[OpenAFS-devel] Re: sanity check: client vldb cache time

Andrew Deason adeason@sinenomine.net
Fri, 24 Jan 2014 16:02:50 -0600


On Fri, 24 Jan 2014 16:34:55 -0500
Jeffrey Hutzelman <jhutz@cmu.edu> wrote:

> The only sane solution to that problem is for volcache entries to
> expire.

Yes, I think that's best, at least until some place has some specific
requirement for something further. Sites haven't really been complaining
much even about the current behavior (which _never_ recovers under
certain scenarios), so going beyond the simple time expiry is probably
not worth it.

> > Either an ICBS3 (very heavyweight for DAFS), or potentially a new
> > RXAFSCB RPC. I don't mean doing this for every shutdown, just ones
> > where the administrator explicitly somehow says "notify all the
> > clients".
> 
> The only problem with notifying on shutdown is you can wait a long
> time for clients that are unreachable, and the notification only goes
> to clients the fileserver hasn't forgotten about.

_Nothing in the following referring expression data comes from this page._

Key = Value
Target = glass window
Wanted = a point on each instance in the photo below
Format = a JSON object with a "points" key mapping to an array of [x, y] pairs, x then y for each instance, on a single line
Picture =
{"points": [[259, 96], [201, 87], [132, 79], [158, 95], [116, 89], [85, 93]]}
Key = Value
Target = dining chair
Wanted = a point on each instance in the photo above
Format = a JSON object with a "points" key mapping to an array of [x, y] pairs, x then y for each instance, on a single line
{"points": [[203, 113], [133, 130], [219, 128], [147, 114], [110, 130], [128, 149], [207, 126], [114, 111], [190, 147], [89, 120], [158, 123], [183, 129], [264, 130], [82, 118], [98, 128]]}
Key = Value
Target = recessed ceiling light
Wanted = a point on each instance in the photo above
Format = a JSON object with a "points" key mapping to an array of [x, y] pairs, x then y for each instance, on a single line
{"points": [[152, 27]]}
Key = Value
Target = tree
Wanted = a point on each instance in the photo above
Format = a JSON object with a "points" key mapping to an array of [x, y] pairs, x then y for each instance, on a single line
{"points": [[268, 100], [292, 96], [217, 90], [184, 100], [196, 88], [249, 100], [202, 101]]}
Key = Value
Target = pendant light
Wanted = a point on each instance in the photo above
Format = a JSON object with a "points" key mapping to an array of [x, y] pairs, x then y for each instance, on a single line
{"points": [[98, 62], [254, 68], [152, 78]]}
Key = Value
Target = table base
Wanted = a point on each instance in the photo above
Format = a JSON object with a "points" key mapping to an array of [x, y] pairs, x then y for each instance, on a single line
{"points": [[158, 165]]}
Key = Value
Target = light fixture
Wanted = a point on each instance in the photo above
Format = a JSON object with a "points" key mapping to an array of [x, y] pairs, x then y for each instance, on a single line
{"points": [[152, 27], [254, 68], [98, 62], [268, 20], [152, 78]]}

While I'm not going to be doing anything for this right now, I do expect
to be in the next year or so. So just to talk about it a little:

Waiting for unreachable clients is not so bad if we can multi-call them
in large batches. There was an improvement to rx_multi on master that
(at least allegedly) makes it feasible to do this in much larger
batches, possibly on the order of every single client host at once (or
at least ~10k, something like that). There's still some delay there, but
I think that's up to the administrator; the delay may be okay for you.

As for client hosts the fileserver hasn't forgotten about, that does
take 2 hours (excepting rarer cases like where the fileserver runs out
of callback space). If the client is capped at ~2 hours after last
contacting the fileserver for caching a VLDB entry, that seems like we'd
catch almost every client.

It's not guaranteed to catch everyone, but I think the intention here is
just to make it likely, as oppposed to now where every client would
definitely be broken for a significant amount of time (unless you take
the manual steps to work around it).

-- 
Andrew Deason
adeason@sinenomine.net